Where a tumor has been identified in the patient, the tumor can be addressed by contacting the tumor with an aliquot of extracellular matrix sufficient to cover the tumor and contact all the abnormally growing cells possible. The tumor may also be resected and the space left by the removed tumor can be filled with extracellular matrix. The tumor growth can include, for example, any tumor stage. The composition can also be placed at a site of abnormal cell growth, which can cause an interruption of the abnormal cell growth, and a remodeling of the unhealthy tissue to new healthy tissue. Placing extracellular matrix at a site having cancer or precancer cells can serve to eliminate the cancer cells from the local tissue environment and so eliminate their potential for tumor formation in the body. Placing extracellular matrix in the tumor space can ensure that the tumor will not recur at the site of removal, and will additionally help to heal the tissue so that scarring and disfigurement is limited.

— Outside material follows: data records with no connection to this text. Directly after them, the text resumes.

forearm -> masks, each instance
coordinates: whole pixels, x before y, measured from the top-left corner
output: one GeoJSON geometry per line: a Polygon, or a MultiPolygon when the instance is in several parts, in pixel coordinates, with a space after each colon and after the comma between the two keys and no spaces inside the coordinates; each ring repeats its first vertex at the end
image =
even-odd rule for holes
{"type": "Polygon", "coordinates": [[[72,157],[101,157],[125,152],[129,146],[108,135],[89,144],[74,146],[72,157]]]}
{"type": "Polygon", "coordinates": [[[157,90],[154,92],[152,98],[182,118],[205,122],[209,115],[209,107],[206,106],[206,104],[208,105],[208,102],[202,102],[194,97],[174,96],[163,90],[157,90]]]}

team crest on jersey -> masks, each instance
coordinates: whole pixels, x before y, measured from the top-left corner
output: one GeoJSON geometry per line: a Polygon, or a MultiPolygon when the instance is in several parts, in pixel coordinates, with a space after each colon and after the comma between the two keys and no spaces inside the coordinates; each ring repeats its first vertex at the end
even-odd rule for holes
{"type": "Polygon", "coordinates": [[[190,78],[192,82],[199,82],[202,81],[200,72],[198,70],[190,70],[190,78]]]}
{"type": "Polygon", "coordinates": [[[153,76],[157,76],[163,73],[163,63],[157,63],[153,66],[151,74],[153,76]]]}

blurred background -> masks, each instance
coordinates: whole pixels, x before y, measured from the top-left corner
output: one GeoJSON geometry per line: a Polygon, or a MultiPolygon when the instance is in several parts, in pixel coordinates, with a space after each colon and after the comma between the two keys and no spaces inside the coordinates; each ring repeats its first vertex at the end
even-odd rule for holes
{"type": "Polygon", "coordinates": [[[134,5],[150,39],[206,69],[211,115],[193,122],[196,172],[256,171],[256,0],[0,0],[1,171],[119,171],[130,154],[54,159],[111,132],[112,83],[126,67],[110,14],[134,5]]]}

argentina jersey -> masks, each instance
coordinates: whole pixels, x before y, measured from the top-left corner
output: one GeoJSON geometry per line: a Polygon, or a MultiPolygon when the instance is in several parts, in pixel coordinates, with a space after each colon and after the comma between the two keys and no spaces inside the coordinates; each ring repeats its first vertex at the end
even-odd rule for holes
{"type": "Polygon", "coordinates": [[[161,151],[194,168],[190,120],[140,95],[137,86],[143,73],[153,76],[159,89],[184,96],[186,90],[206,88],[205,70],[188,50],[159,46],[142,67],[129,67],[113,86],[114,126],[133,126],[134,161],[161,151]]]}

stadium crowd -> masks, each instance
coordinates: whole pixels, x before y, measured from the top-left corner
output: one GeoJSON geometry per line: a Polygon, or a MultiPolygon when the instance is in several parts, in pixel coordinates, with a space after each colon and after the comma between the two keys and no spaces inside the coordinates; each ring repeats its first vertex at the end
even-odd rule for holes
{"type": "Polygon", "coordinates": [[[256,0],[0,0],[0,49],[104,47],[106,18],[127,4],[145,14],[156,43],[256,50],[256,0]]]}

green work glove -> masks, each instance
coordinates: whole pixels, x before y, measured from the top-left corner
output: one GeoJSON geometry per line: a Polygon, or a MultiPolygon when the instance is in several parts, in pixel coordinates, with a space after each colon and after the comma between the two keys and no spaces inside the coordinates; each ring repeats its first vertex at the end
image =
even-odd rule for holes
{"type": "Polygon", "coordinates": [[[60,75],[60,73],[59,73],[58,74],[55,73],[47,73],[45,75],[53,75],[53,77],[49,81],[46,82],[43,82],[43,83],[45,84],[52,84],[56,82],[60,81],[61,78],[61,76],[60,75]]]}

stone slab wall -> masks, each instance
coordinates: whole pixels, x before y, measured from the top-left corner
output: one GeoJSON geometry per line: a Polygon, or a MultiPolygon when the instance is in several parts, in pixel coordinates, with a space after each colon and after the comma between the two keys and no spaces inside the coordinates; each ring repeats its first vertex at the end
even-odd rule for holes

Means of placing the extracellular matrix at the site in the body where a tumor has been resected, or cancer cells are believed to exist, can be accomplished by surgically opening the site and accessing the tissue directly, or by percutanous or other minimally invasive access to the site of cancer or the site where cancer is believed to be. Direct injection of the extracellular matrix at the site either of abnormal cell proliferation or tumor resection may be preferred. A catheter may be able to resect the tumor or lesion of abnormal cells and afterwards apply a coating of extracellular matrix in an injectable, emulsion or spray, for example. Solid pieces of extracellular matrix can be sutured, stapled, glued, or otherwise attached at a site. Plugs, pellets or other pieces of extracellular matrix can be placed or attached at the site using an appropriate attachment means, such a glue or suture.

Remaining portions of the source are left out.